Veamos algunos datos: según recientes Informes del Estado de la Nación, las actividades cotidianas de los partidos fuera del ciclo electoral son mínimas; no tienen registros de militancia ni efectúan reclutamiento activo; la formación a sus militantes es nula o discontinua; salvo pocas excepciones, las agendas e ideologías son poco diferenciables; y su contribución a la solución de los problemas nacionales se reduce mayormente a responder a sus grupos y asuntos de interés. En síntesis, los partidos costarricenses están poco institucionalizados; ello ha menoscabado la estabilidad del escenario y de los actores, y la previsibilidad sobre su comportamiento lo que, a su vez, reduce la efectividad y la eficiencia del sistema.
Otros datos del Latinobarómetro dan más indicios: casi la mitad de la población costarricense (49%) considera que nuestra democracia tiene “grandes problemas”; el 43% está insatisfecha con ella y no le importaría que un gobierno no democrático llegara al poder si “resuelve los problemas”; para este grupo, es mayor la disposición a perder la democracia que la fe en su eficacia.
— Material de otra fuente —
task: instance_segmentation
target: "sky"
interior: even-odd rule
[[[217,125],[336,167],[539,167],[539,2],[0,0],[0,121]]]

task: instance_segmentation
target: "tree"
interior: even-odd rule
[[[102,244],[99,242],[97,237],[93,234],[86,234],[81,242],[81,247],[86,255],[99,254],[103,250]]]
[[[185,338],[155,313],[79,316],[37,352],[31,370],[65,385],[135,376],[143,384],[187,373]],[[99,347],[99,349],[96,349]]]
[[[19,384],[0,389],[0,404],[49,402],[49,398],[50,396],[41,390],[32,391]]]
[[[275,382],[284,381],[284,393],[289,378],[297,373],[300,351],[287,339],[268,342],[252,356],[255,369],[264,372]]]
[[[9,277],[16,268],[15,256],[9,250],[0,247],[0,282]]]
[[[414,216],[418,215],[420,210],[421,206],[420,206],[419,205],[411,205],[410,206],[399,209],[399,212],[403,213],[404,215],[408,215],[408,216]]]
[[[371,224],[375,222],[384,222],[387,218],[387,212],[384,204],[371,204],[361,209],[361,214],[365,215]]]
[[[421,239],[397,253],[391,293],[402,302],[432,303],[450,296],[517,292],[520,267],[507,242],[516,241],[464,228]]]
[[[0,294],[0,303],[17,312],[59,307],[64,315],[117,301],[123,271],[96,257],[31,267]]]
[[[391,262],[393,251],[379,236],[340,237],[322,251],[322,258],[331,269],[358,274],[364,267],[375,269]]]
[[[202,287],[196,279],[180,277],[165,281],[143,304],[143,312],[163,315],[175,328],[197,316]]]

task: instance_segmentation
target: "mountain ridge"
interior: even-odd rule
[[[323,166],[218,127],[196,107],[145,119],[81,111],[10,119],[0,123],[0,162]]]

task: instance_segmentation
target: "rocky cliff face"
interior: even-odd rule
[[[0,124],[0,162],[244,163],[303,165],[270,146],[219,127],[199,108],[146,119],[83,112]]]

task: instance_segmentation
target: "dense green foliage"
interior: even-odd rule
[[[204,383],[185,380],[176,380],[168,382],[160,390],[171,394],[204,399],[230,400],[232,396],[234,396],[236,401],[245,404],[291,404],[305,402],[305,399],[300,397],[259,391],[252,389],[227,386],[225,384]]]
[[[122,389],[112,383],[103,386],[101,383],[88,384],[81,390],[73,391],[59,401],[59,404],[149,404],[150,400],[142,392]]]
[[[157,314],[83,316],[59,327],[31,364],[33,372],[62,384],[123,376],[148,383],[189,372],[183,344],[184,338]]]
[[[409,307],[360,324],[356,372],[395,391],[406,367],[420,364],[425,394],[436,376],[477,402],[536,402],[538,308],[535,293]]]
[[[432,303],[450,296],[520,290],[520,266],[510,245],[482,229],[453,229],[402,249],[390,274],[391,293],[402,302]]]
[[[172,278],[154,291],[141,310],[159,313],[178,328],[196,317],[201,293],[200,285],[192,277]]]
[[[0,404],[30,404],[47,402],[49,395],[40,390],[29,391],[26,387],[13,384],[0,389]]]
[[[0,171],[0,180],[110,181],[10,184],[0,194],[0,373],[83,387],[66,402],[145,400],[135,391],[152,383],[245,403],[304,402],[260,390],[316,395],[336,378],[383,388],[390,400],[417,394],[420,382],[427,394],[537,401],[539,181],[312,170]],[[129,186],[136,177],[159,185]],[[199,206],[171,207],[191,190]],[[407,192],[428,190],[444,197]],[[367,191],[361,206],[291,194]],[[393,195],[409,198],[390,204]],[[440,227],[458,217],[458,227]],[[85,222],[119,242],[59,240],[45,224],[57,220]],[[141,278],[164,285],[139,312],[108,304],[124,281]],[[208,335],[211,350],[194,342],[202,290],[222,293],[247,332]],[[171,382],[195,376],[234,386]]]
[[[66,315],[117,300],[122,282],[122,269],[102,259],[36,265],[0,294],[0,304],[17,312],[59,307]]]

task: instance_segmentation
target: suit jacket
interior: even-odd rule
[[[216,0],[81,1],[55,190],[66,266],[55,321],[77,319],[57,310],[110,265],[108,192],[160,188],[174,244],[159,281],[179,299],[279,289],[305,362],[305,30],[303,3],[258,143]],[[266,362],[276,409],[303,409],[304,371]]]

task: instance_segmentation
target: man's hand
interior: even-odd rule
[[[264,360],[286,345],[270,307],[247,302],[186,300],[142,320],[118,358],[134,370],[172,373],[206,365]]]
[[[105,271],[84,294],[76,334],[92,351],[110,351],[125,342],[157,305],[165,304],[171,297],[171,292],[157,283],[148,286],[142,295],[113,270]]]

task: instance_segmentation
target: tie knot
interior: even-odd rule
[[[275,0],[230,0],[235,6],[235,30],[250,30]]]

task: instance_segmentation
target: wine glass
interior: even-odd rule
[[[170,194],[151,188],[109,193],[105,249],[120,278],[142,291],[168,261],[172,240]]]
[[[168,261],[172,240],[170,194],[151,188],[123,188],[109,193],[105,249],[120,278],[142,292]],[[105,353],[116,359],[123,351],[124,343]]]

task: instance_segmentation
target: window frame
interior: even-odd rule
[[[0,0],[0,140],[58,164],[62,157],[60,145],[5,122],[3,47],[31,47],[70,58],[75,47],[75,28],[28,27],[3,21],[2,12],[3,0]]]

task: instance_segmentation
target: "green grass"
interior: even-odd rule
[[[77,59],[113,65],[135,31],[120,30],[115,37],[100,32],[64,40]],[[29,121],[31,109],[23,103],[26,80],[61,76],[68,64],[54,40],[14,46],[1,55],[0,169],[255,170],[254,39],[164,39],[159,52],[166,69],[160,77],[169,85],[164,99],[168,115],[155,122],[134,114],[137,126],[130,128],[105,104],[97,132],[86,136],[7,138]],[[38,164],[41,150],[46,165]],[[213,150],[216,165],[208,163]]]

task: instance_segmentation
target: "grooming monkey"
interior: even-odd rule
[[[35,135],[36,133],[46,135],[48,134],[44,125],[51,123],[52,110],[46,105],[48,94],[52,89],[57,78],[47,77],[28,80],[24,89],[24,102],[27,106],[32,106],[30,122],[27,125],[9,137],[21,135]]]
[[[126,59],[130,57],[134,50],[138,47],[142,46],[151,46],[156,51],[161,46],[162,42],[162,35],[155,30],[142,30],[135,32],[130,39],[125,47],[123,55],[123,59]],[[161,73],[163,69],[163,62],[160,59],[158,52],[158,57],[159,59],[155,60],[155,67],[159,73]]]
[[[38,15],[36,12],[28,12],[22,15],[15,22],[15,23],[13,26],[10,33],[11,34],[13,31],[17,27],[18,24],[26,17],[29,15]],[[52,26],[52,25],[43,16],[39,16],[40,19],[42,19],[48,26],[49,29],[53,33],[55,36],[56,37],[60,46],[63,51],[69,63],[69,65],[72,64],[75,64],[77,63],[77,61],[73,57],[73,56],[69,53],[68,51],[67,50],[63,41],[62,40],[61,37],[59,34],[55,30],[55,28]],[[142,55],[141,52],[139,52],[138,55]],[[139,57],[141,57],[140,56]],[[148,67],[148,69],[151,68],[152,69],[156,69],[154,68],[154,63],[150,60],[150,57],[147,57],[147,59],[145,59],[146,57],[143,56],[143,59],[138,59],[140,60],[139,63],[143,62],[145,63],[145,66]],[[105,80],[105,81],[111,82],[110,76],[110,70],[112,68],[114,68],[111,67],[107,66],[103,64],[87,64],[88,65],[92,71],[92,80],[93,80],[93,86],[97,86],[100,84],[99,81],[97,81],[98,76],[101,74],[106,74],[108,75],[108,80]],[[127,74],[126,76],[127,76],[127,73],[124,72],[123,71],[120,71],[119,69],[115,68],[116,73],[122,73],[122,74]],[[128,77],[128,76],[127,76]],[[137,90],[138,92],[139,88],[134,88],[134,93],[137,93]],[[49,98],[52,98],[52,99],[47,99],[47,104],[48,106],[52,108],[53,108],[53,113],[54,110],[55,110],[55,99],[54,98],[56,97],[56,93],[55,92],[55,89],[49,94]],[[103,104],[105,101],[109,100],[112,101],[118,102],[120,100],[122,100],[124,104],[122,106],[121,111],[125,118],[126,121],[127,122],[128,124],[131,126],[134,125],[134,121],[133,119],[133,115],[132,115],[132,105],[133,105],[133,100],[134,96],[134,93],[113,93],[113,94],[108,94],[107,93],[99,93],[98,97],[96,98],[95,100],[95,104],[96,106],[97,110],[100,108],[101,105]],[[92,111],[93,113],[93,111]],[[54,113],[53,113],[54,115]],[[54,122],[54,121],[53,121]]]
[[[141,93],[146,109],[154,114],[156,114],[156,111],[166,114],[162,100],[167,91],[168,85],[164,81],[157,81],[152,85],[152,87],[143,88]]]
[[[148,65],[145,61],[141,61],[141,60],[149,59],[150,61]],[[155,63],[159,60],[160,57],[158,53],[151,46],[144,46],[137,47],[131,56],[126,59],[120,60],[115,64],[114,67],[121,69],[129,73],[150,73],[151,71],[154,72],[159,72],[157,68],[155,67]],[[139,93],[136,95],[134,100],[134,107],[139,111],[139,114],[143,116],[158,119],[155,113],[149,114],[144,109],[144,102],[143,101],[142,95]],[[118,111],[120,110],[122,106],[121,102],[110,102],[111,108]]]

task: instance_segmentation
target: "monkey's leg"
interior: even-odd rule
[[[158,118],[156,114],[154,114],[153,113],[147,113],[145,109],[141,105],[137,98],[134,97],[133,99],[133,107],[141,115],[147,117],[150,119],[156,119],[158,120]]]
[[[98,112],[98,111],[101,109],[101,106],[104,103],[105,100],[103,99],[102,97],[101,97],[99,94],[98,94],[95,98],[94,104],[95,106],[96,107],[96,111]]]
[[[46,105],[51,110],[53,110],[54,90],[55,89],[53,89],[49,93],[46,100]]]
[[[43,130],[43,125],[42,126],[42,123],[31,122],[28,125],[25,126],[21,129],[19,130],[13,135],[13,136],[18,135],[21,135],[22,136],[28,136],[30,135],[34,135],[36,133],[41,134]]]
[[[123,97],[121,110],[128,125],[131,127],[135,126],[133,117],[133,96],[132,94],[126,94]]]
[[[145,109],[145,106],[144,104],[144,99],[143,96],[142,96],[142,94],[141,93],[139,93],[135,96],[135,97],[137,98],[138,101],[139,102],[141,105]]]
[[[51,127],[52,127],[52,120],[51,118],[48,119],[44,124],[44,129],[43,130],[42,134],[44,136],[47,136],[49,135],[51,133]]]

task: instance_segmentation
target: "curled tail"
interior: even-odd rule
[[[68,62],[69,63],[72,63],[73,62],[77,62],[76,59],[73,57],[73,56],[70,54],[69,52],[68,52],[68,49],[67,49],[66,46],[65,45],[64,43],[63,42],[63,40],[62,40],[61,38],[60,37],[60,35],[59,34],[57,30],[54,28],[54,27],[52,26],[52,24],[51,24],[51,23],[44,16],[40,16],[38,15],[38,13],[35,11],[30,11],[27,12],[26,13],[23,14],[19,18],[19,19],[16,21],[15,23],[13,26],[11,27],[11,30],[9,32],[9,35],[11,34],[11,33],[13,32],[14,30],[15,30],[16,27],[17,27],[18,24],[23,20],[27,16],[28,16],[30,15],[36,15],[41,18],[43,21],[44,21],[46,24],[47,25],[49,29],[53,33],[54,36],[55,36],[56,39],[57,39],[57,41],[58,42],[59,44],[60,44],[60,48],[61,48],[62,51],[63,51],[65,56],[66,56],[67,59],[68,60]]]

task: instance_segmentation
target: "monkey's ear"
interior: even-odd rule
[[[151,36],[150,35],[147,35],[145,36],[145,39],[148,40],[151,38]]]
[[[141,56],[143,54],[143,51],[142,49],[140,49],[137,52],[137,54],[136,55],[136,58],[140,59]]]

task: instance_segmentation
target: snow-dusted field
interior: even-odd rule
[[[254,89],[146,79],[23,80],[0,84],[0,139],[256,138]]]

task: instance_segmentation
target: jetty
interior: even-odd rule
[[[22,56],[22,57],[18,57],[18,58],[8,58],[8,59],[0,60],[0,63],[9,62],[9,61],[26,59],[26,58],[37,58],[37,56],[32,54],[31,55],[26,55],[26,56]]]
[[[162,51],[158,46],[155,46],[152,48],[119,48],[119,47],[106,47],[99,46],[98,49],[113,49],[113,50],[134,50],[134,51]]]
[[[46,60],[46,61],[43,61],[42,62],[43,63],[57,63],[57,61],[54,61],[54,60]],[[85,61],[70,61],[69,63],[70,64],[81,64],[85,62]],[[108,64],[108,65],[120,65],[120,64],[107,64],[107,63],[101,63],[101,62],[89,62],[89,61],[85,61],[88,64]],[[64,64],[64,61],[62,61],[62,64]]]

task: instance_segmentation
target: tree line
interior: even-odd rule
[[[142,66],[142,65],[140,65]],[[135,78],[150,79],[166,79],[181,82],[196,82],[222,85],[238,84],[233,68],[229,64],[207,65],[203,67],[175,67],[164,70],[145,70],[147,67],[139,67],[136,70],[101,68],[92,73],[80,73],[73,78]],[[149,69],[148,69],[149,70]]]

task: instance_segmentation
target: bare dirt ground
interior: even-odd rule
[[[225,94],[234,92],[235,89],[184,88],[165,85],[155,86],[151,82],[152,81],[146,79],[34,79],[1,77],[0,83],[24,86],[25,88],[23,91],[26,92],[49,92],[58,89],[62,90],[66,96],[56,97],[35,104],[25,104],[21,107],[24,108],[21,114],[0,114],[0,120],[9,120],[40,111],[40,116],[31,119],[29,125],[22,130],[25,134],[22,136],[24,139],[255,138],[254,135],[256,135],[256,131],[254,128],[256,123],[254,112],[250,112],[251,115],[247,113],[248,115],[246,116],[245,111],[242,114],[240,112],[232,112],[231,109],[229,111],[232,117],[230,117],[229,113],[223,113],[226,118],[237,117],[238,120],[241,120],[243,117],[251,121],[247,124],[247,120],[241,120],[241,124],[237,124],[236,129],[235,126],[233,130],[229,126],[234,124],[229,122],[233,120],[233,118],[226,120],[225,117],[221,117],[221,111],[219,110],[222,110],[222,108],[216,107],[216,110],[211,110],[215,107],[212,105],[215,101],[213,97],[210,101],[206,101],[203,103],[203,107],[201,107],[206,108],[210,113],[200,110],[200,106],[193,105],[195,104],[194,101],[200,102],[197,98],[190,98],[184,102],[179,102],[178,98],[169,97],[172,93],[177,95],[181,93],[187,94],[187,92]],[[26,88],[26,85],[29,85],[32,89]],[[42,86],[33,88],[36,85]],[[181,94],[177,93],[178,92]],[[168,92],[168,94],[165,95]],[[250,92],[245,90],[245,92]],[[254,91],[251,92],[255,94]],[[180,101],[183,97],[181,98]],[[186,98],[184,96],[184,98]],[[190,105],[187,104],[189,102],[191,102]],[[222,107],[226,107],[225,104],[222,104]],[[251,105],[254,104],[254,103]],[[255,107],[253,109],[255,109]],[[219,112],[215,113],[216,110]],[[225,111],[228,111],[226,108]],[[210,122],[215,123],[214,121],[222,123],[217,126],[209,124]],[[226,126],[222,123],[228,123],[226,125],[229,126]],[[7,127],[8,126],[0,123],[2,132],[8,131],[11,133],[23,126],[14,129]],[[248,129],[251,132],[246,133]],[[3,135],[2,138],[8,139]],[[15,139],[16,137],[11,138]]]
Solo el 9% opina que en el país se gobierna para el bien de todo el pueblo, mientras que el 89% siente que se gobierna para el beneficio de “grupos poderosos”. El 66% de la gente considera que la corrupción en Costa Rica aumentó; somos el tercer país con la percepción más alta de corrupción.
Los sistemas reaccionan a las crisis; generan soluciones que, de no ser planeadas y concertadas, pueden ser peores que la enfermedad. Por ejemplo, la proliferación de partidos pequeños, sin arraigo en segmentos ciudadanos significativos y sin clara definición ideológica, es una mala respuesta de un sistema político quebrado. La hiper fragmentación partidaria ha producido confusión en el electorado y alta volatilidad del elenco político; además, ha reducido la necesaria predictibilidad de las dinámicas a un mínimo pernicioso para la negociación, el logro de acuerdos y la gobernabilidad. Asimismo, la alta dispersión genera políticos menos experimentados, lo cual entorpece las dinámicas políticas, así como en la calidad de la política pública, explica Scott Mainwaring, politólogo experto en política latinoamericana.
La atomización partidaria podría también asociarse a una combinación de fallas en la normativa, -concebida para un régimen de partidos pequeño y estable, ya extinto-, que incluyen la laxitud de los requisitos para inscribir agrupaciones, la inopia de causales para desinscribir las que dejan de cumplir su cometido, así como la ausencia de reglas para mitigar el transfuguismo, entre otras.
Es indispensable remediar tanto las flaquezas estructurales del esquema político, como su credibilidad ante la opinión pública. En el libro “La revancha de los poderosos”, Moisés Naím disecciona los graves riesgos que el populismo, la polarización y la post-verdad suponen para las democracias. Sugiere que las naciones republicanas se atrevan a pensar fuera de la caja y a experimentar reformas que revitalicen la complexión democrática y reconstruyan los puentes entre el pueblo y sus representantes.
La Asociación Poder Ciudadano Ya nació precisamente con ese objetivo. En el 2019 propusimos un cambio en el modelo de elección de diputados; en ese momento no prosperó, pero estamos convencidos de que en un futuro cercano el país debe retomar dicha discusión amplia y responsablemente. En el 2021 logramos la aprobación de la ley 10018, Ley para brindar mayor transparencia y acceso a la información en el proceso electoral. En el 2023 promoveremos una serie de reformas puntuales cuyo propósito es, precisamente, fortalecer el sistema de partidos y mejorar la calidad de la representación política. Confiamos en que la actual Asamblea Legislativa tiene las condiciones necesarias para impulsar las urgentes reformas en esa dirección y, por ende, acoger y respaldar nuestras iniciativas.
Publicado en La Nación el 12 de enero de 2022.